The US Commission on International Religious Freedom has called for China to be designated as a "country of particular concern" and subject to Magnitsky sanctions. China's status as a Country of Particular Concern, a formal designation under the US International Religious Freedom Act, already carries certain sanctions implications, and advocates are pushing for those measures to be applied more stringently in light of the current crackdown.

Catholics loyal to the Vatican have also been forced underground. The Catholic Church in China has found itself in Beijing's crosshairs, with worshippers loyal to Rome targeted alongside Protestant underground congregations. The Vatican's 2018 and 2020 agreements with Beijing on the appointment of Catholic bishops, controversial within the Church for conceding a degree of Chinese government involvement in leadership selection, have not provided protection for Catholics who refuse to worship within the Chinese Patriotic Catholic Association.

Christianity in China: Scale, History, and Resilience

The size of China's Christian population makes the stakes of this crackdown unusually significant. Estimates of China's total Christian population range from 70 million to over 100 million, making it one of the largest Christian communities in the world by absolute numbers despite being a small percentage of the country's 1.4 billion people. The majority of Chinese Christians worship outside state-approved institutions, either in completely unregistered house churches or in the grey zone of partially registered congregations that maintain theological independence while accepting some administrative state oversight.

Despite growing repression, many congregations continue to face disruption, with members detained and leadership targeted, but independent religious communities defy the Communist Party's control. Observers say authorities often attempt to build cases against church leaders through financial or administrative allegations. Pressure on religious groups has increased significantly since President Xi Jinping took office in 2012.
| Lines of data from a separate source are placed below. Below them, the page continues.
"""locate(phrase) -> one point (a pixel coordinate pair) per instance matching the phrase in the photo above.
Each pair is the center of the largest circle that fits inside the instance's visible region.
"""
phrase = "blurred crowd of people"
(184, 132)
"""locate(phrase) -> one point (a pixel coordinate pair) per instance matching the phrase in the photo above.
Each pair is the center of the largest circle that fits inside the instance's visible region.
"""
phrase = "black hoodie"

The current campaign signifies not only the legal vulnerability of these groups, but also the persistent social appeal of worshipping outside of state oversight and the expanding campaigns of state repression and assimilation. Underground congregations have adapted repeatedly to enforcement pressure, meeting in rotating locations, moving sermons to encrypted messaging apps, breaking large congregations into small cells of ten or fewer members that are harder for authorities to detect. The Zion Church, with its 5,000 members and dozens of branches, represented an unusually large and visible target precisely because of its scale.
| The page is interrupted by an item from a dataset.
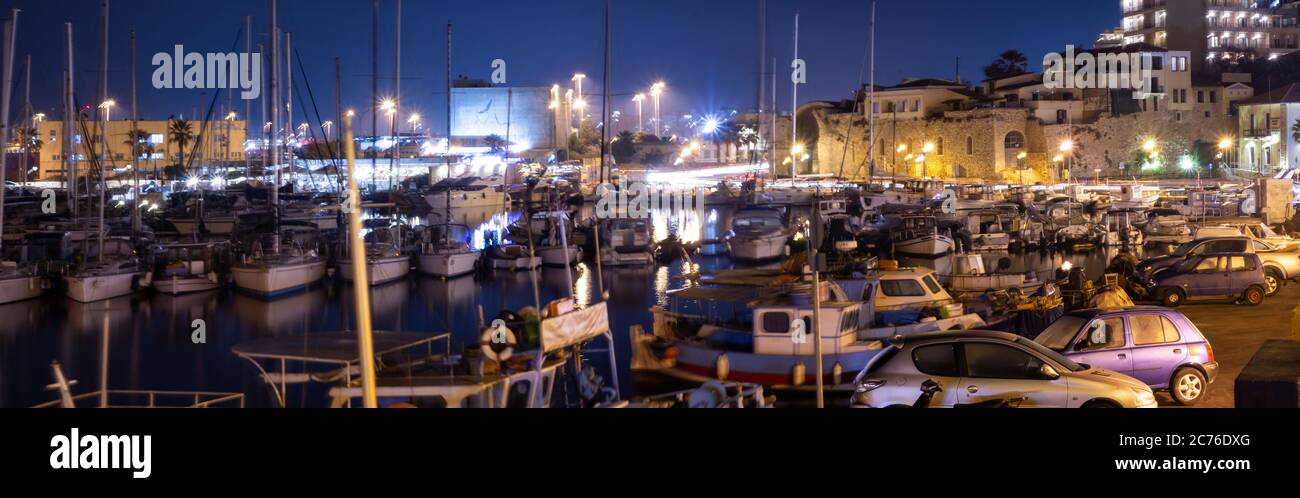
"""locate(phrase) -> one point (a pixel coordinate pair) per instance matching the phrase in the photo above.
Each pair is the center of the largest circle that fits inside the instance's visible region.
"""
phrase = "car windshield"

The resilience of China's underground Christian communities in the face of successive enforcement campaigns across four decades of CCP rule suggests that the current crackdown, however severe, is unlikely to extinguish the communities it targets. But the human cost of that resilience, measured in the pastors in detention, the Bibles seized, the children barred from Sunday school, and the lawyers threatened for doing their jobs is being paid in full and in real time by men and women whose names the world is only beginning to know.